Biz bu yerel seçimlerde yukarıda özetlediğim çerçeveye ek olarak bir ezberi bozmaya çağırıyoruz yurttaşlarımızı. Kötü bir ezberi bozmaya çağırıyoruz. Örneğin bu düzenin değişmeyeceği, böyle gelmiş böyle gideceği ya da yoksulluğun kader olduğu gibi ezberleri bozmaya çalışıyoruz. Yerelin sorunları ile genelin sorunlarının birbiri ile bağlantısı, yağmanın, talanın, rantın nasıl döndüğünü anlatıyoruz. Toplumcu Yerel Yönetimler Manifestosu yayınladık. Orada ihalenin, rantın, yağmanın yasaklanacağını; kamusal hizmetlerin özel eli ile halka satılmasının önüne geçileceğini; halk meclisleri kurulacağını; ulaşımın herkes için ücretsiz olacağını; yandaş vakıf ve spor kulüplerine aktarılan milyonlarca liranın kesileceğini; kadınlar, yaşlılar ve çocuklarımız için bir kentin inşa edileceğini yazdık. Seçim sürecinde ise daha çok yoksullaştırılmış mahallelerde bir çalışma yürüttük ve bunları anlattık. Hemen ifade edeyim ki seçimlerden komünistleri çekip çıkarın, bunları anlatacak kimse kalmaz. Böyle olduğu için komünist adaylar ile diğer adaylar arasındaki farkın temas ettiğimiz herkes için görüldüğünü söyleyebilirim. Bizim için değerli olan şuydu: Evlerine konuk olduğumuz, derneklerine konuk olduğumuz yurttaşlarımızın oylarını isterken aynı zamanda onlarla saatleri bulan sohbetlerimiz oldu. Seçim dönemlerinde daha fazla açılan kapılardan içeri girmenin kıymetini bilmeye, 31 Mart sonrasına anlamlı bir birikim yaratmaya diktik gözümüzü, bu açıdan seçimin hakkını verdiğimizi düşünüyorum.
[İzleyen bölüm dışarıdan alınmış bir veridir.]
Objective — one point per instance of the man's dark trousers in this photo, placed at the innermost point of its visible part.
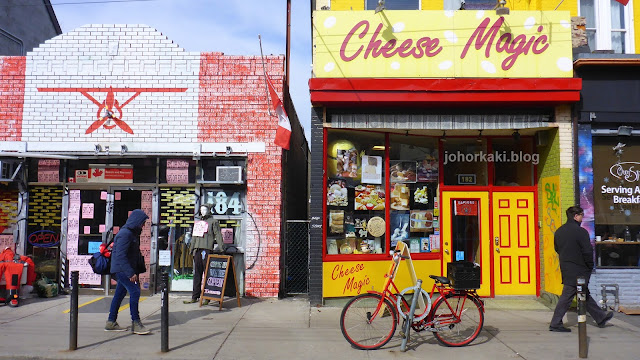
(199, 264)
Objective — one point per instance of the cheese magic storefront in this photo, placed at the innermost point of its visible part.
(450, 131)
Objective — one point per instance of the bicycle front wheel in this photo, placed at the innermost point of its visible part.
(368, 321)
(458, 319)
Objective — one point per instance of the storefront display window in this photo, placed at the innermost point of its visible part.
(463, 162)
(616, 187)
(413, 177)
(513, 161)
(356, 193)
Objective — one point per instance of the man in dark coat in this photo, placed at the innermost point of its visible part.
(125, 267)
(576, 259)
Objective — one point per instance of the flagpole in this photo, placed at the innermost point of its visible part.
(264, 68)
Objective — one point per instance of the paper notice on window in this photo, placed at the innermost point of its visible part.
(200, 227)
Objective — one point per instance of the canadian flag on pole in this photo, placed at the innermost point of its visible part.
(283, 134)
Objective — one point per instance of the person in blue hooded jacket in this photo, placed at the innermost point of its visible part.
(125, 267)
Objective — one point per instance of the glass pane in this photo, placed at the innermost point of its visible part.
(355, 193)
(587, 9)
(463, 162)
(617, 42)
(617, 15)
(395, 4)
(413, 167)
(513, 162)
(465, 227)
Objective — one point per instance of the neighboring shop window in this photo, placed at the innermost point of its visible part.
(227, 204)
(395, 4)
(355, 201)
(177, 206)
(513, 161)
(177, 171)
(616, 195)
(413, 177)
(43, 229)
(464, 161)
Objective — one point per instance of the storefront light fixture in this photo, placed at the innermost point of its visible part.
(625, 130)
(501, 9)
(516, 135)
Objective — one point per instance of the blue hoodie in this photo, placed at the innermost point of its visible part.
(126, 244)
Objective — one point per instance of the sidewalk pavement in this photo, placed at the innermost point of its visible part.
(515, 328)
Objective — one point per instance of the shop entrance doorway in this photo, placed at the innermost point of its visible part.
(514, 243)
(498, 234)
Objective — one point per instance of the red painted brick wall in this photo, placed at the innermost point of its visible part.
(232, 107)
(12, 70)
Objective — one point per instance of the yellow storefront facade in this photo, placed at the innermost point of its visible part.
(445, 130)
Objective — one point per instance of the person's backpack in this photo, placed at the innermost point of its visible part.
(100, 261)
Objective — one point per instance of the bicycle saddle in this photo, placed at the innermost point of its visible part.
(440, 279)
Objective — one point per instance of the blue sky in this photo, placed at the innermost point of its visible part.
(231, 27)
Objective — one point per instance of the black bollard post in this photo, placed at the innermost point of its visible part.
(73, 313)
(164, 316)
(582, 317)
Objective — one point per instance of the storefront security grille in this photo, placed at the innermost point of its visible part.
(296, 260)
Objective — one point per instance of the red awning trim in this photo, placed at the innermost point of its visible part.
(439, 92)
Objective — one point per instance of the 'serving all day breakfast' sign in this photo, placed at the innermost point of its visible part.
(406, 44)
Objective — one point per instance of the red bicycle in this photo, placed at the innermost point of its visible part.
(368, 321)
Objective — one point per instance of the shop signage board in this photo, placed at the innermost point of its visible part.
(219, 279)
(442, 44)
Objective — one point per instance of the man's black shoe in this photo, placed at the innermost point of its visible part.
(559, 329)
(606, 319)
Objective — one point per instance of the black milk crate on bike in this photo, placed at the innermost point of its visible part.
(463, 275)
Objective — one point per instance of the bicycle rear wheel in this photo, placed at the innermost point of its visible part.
(459, 319)
(363, 327)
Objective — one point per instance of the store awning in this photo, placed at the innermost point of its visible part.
(468, 92)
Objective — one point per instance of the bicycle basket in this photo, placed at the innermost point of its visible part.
(463, 275)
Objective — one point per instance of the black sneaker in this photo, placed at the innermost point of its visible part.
(559, 329)
(604, 321)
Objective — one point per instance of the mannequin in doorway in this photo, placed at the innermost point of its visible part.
(201, 246)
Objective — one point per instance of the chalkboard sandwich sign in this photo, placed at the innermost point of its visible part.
(219, 279)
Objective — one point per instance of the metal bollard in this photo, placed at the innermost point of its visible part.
(73, 313)
(582, 317)
(164, 316)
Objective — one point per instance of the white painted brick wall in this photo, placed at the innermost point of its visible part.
(81, 59)
(627, 280)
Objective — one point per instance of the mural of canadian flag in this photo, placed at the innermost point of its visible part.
(283, 133)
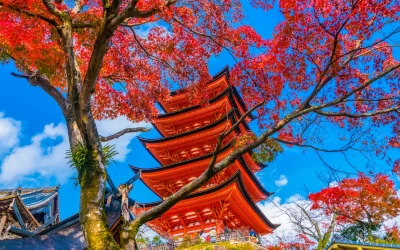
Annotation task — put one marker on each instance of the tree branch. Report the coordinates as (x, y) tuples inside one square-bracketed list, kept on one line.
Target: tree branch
[(362, 115), (52, 9), (122, 132), (311, 146)]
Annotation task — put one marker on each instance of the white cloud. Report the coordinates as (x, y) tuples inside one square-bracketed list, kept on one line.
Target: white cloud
[(109, 127), (40, 161), (282, 181), (9, 131), (273, 211), (276, 211)]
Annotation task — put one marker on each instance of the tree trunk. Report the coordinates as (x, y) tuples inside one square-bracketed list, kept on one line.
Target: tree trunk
[(92, 179), (128, 234)]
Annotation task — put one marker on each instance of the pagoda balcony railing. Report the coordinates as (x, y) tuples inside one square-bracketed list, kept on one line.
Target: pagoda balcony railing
[(173, 130), (211, 94), (234, 236), (190, 153)]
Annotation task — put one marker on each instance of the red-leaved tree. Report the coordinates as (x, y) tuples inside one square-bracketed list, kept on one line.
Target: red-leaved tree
[(367, 200), (329, 62)]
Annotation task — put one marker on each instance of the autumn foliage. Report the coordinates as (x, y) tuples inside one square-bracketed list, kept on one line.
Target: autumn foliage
[(372, 200), (329, 65)]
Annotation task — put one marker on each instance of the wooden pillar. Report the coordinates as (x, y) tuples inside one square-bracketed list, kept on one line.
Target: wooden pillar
[(3, 222)]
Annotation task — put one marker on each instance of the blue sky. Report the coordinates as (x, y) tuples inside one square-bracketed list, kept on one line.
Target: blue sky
[(33, 141)]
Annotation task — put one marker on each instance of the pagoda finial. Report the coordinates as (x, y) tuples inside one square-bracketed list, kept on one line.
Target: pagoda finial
[(18, 191)]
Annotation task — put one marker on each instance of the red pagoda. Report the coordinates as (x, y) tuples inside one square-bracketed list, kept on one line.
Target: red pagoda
[(189, 138)]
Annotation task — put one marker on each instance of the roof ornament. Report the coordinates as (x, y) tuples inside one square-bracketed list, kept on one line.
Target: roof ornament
[(18, 191)]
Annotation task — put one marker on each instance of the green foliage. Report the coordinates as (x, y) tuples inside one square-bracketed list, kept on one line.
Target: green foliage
[(267, 151), (143, 240), (79, 157), (360, 232)]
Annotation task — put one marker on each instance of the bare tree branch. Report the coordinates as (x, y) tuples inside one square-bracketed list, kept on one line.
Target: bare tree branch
[(53, 9), (122, 132), (313, 147), (362, 115)]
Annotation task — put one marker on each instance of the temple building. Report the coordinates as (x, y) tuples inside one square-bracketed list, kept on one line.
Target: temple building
[(189, 137), (26, 211)]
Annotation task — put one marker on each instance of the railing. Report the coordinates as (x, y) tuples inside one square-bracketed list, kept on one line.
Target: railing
[(234, 236)]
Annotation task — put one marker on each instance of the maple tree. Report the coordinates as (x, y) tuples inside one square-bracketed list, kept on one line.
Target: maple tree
[(365, 200), (312, 226), (329, 62)]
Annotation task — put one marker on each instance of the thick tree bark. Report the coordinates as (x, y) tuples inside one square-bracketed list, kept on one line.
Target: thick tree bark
[(92, 179)]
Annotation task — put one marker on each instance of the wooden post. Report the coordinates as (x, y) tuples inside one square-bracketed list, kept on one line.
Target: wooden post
[(3, 222)]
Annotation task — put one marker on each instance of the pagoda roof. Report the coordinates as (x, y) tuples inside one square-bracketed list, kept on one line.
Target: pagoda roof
[(191, 113), (9, 201), (207, 134), (223, 119), (224, 72), (222, 76), (232, 192), (67, 234), (177, 171)]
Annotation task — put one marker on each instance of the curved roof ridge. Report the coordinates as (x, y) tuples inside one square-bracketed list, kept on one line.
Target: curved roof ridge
[(236, 177), (193, 131)]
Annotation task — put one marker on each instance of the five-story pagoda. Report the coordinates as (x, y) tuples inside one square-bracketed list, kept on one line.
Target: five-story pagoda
[(189, 138)]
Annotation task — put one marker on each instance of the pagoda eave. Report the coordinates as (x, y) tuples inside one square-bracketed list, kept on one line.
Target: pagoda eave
[(232, 192), (154, 177)]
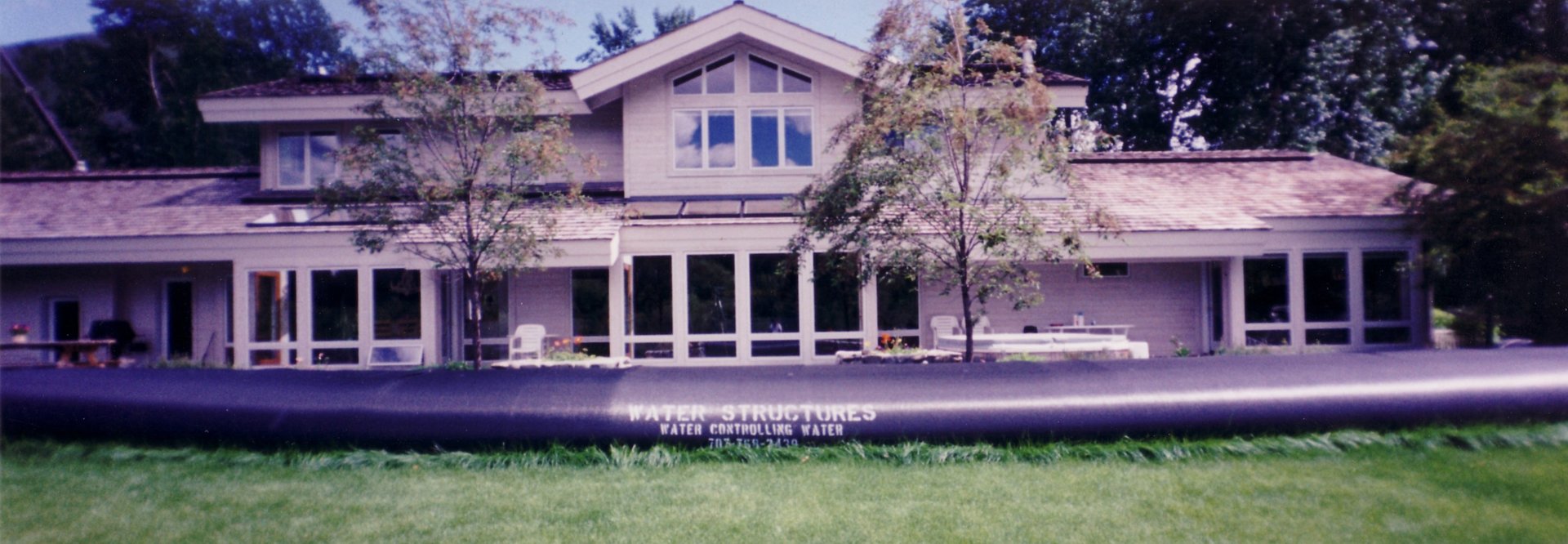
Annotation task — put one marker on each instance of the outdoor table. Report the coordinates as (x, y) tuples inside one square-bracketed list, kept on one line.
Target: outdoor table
[(68, 350), (1120, 330)]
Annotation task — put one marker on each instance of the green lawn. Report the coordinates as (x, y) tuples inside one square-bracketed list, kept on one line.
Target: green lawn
[(1334, 488)]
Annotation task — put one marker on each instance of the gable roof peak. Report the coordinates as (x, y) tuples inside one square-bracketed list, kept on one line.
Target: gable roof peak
[(737, 19)]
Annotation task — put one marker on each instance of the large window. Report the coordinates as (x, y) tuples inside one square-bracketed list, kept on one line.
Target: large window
[(1327, 284), (1267, 284), (836, 297), (1387, 301), (494, 320), (705, 138), (775, 306), (397, 315), (651, 297), (717, 78), (591, 310), (782, 134), (770, 78), (899, 308), (306, 158), (710, 293)]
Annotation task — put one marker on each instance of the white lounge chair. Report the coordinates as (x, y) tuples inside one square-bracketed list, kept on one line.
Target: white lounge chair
[(942, 325), (983, 325), (529, 339)]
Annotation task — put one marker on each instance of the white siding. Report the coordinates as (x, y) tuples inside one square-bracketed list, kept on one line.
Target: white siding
[(1159, 300), (648, 134)]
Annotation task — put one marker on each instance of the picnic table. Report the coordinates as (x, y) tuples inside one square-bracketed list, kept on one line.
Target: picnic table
[(68, 351)]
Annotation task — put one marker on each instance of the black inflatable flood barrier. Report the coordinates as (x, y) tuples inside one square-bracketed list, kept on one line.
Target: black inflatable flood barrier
[(783, 405)]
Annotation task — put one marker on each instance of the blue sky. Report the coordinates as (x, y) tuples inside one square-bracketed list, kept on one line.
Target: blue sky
[(849, 20)]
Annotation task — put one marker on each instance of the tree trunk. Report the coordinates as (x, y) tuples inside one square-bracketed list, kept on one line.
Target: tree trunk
[(969, 320), (474, 293)]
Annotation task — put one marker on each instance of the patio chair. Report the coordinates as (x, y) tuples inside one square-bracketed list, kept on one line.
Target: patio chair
[(983, 325), (942, 325), (528, 339)]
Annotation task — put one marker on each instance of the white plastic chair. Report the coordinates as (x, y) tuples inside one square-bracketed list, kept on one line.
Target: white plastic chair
[(983, 325), (942, 325), (528, 339)]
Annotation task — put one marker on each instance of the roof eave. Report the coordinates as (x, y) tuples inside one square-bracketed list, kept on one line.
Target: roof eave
[(714, 29)]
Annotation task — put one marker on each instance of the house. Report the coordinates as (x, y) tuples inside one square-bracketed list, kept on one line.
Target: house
[(678, 264)]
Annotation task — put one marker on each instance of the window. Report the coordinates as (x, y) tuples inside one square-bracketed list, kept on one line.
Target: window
[(306, 158), (770, 78), (334, 305), (710, 293), (1106, 270), (1327, 288), (1267, 283), (775, 293), (395, 297), (705, 138), (838, 292), (773, 140), (717, 78), (1383, 279), (651, 295), (591, 310)]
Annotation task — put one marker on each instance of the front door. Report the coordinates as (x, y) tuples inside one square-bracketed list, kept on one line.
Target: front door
[(177, 320)]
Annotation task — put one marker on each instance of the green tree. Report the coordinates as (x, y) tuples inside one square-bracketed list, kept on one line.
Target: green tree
[(463, 182), (673, 19), (1338, 76), (946, 165), (127, 96), (1496, 212), (613, 37)]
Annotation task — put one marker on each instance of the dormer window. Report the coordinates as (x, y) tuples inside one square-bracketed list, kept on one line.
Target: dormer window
[(306, 158), (705, 138), (770, 78), (717, 78)]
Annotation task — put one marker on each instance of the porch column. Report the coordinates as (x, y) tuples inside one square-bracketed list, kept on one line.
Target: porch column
[(1235, 303), (618, 308), (240, 288)]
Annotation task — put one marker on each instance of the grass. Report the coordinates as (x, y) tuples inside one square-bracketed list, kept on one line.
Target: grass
[(1477, 484)]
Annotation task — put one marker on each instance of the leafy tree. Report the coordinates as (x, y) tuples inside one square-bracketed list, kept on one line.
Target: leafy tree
[(615, 37), (612, 37), (127, 96), (1496, 212), (461, 185), (676, 18), (942, 165), (1339, 76)]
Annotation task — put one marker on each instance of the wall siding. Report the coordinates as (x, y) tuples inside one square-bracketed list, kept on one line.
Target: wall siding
[(649, 141), (1159, 300)]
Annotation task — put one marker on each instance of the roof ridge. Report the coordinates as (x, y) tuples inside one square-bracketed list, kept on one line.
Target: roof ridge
[(1208, 155), (131, 175)]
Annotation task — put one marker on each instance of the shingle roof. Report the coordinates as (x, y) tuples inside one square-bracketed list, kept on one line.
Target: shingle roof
[(1228, 190), (332, 85), (173, 201), (1147, 192)]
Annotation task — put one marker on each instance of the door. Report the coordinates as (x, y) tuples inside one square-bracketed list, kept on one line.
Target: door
[(65, 320), (177, 320)]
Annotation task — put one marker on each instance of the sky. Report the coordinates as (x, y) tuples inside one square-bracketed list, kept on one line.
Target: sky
[(849, 20)]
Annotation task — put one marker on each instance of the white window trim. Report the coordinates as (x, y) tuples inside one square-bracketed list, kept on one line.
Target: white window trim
[(705, 145), (778, 76), (783, 146)]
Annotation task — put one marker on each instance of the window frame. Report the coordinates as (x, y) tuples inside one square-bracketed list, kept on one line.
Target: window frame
[(706, 141), (310, 181), (782, 114)]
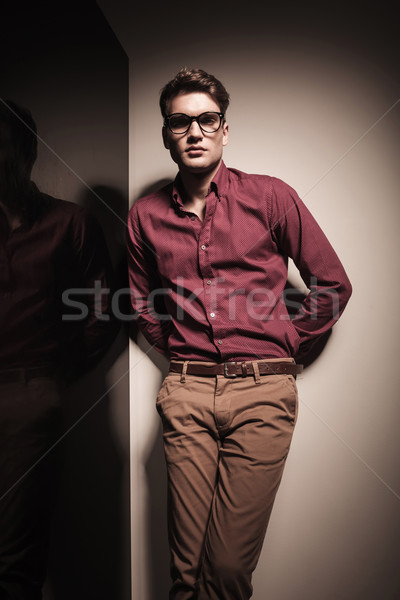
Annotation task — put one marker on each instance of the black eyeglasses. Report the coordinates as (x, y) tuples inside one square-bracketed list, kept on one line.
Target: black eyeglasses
[(208, 122)]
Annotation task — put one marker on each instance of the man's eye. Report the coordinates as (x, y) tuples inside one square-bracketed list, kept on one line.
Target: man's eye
[(209, 119), (179, 122)]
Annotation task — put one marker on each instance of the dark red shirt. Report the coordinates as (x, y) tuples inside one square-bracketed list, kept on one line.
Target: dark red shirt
[(214, 290), (63, 249)]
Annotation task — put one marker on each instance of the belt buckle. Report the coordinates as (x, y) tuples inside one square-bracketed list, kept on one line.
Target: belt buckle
[(229, 375)]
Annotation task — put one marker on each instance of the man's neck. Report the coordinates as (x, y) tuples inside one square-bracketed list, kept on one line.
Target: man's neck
[(196, 188), (14, 220)]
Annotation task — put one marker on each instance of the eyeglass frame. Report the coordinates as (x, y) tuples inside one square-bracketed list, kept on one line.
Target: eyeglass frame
[(214, 112)]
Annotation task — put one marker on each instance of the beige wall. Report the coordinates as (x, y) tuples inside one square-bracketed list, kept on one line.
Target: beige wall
[(313, 102)]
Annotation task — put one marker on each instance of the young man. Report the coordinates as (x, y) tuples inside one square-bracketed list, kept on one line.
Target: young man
[(208, 267), (46, 247)]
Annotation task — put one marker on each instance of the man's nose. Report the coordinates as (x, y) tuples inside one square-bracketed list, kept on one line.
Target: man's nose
[(194, 130)]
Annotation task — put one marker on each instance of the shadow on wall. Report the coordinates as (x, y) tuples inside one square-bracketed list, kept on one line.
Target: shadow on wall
[(89, 553), (158, 577), (63, 62)]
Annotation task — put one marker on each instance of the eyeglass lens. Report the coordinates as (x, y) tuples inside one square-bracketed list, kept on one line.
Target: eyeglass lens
[(209, 122)]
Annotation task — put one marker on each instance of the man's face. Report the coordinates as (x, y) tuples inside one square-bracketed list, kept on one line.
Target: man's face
[(195, 151)]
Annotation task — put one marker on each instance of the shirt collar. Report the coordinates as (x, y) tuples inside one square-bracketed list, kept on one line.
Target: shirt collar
[(218, 184)]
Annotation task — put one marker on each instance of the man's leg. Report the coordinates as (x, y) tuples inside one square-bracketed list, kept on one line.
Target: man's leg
[(256, 423), (191, 448)]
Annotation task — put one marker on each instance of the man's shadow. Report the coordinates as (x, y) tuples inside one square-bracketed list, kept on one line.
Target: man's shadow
[(90, 545), (158, 578)]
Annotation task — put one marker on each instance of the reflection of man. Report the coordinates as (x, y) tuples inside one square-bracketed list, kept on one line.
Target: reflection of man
[(218, 241), (46, 246)]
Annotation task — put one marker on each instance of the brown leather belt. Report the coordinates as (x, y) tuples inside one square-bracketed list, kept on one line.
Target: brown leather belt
[(22, 374), (237, 369)]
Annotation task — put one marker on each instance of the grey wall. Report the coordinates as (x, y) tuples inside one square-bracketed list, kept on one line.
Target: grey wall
[(63, 61), (314, 90)]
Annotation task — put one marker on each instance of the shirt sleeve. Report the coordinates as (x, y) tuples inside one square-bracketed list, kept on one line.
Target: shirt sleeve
[(96, 277), (299, 236), (152, 318)]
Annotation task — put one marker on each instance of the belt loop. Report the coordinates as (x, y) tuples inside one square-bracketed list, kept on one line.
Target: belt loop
[(184, 369), (256, 371)]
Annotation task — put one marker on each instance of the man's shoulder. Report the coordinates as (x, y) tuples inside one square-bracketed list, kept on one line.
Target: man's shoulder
[(154, 201), (276, 184)]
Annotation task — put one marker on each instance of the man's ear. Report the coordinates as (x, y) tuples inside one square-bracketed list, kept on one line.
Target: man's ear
[(225, 134), (165, 138)]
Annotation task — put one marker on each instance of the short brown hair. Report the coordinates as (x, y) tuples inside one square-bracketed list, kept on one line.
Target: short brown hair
[(194, 80)]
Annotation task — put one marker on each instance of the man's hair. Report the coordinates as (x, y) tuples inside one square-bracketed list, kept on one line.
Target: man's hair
[(18, 123), (194, 80), (18, 152)]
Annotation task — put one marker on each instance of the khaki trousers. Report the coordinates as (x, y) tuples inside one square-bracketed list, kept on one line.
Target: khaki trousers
[(225, 442)]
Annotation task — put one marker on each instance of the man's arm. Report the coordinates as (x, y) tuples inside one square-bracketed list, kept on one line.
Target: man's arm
[(299, 236), (144, 281)]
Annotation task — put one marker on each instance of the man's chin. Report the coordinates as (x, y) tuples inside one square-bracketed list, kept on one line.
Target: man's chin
[(198, 166)]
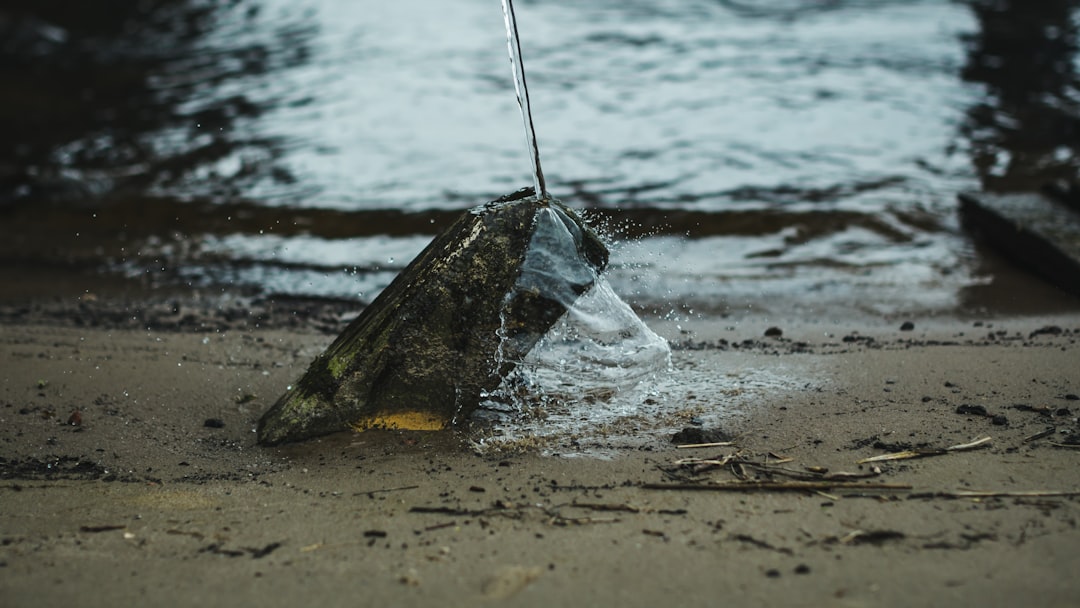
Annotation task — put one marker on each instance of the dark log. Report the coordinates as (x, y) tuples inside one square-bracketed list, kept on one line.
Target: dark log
[(1031, 230), (449, 327)]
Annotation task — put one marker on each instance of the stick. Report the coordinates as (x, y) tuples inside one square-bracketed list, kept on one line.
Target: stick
[(923, 453), (777, 486), (714, 444), (1004, 494)]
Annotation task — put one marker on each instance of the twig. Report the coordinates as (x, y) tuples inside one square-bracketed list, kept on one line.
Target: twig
[(373, 492), (925, 453), (969, 445), (606, 507), (777, 486)]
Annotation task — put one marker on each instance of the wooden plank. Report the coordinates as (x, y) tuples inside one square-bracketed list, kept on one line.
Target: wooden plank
[(450, 325), (1030, 229)]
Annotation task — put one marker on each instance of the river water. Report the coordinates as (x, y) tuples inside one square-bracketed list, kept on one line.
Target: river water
[(781, 157)]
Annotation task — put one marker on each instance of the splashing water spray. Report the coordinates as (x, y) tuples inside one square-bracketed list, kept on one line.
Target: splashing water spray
[(503, 310), (522, 89)]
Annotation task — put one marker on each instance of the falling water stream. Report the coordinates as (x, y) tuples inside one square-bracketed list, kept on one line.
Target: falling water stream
[(521, 88), (592, 366)]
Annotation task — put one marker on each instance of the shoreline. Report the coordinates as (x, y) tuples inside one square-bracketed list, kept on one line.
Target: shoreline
[(144, 500)]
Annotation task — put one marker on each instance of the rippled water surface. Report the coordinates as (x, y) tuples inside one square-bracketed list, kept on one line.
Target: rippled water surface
[(783, 154)]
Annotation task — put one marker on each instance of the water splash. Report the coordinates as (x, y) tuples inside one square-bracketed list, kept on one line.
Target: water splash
[(521, 88), (596, 361)]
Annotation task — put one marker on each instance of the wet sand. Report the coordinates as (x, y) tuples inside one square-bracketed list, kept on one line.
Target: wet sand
[(156, 490)]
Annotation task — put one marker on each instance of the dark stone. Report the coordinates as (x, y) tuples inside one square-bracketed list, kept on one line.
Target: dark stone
[(972, 409), (699, 435)]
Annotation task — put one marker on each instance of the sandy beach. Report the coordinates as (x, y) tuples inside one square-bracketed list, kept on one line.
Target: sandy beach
[(130, 475)]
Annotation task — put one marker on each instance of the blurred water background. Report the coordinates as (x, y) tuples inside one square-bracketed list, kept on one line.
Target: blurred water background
[(780, 157)]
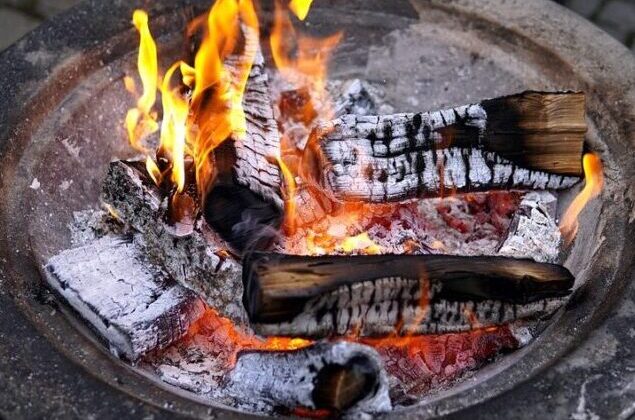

Diyelim ki çok az oy aldınız ve kampanyanız etrafında seferberlik yaratılamadı. Bu durumda siz “ben elimden geleni yaptım, doğruları söyledim, onlar dinlemedi” mi diyeceksiniz? Nasıl devam edeceksiniz?
Niye böyle diyelim ki? Bizler ve onlar yok… Bizim emekçi halka karşı bir sorumluluğumuz var. Ülkeye dair bir umudumuz ve örgütlü bir mücadelemiz var. Eğer böyle söyleyecek olsaydık mücadele etmeyi hiç seçmezdik zaten. Biz gücümüzü önce tarihsel haklılığımızdan alıyoruz. Her gün doğrulanan gerçeklerden alıyoruz. Açıkçası az ya da çok oy almak gibi bir bakışımız da yok. Biz alacağımız her oyun sosyalist mücadeleyi olduğundan daha da fazla güç verdiğine inanıyoruz. Amacımız bu gücü seçimler söz konusu olunca tabi ki arttırmaktır. Oylara da yansıtmaktır. Bizler ulaştığımız her yurttaşımızın bize oy vermemiş olsa dahi yeniden kapısını çalacak, bir kere tanıştıktan sonra bağımızı devam ettirecek bir kararlılığa ve inada sahibiz. O yüzden seçime kadar değil işimiz kurtuluşa kadar…
Yaptığınız bu çalışma, toplumsal muhalefetin ortak mücadele gündemlerine nasıl bir katkı sunmuş olacak? 31 Mart sonrasına dair ne öngörüyorsunuz, ne öneriyorsunuz?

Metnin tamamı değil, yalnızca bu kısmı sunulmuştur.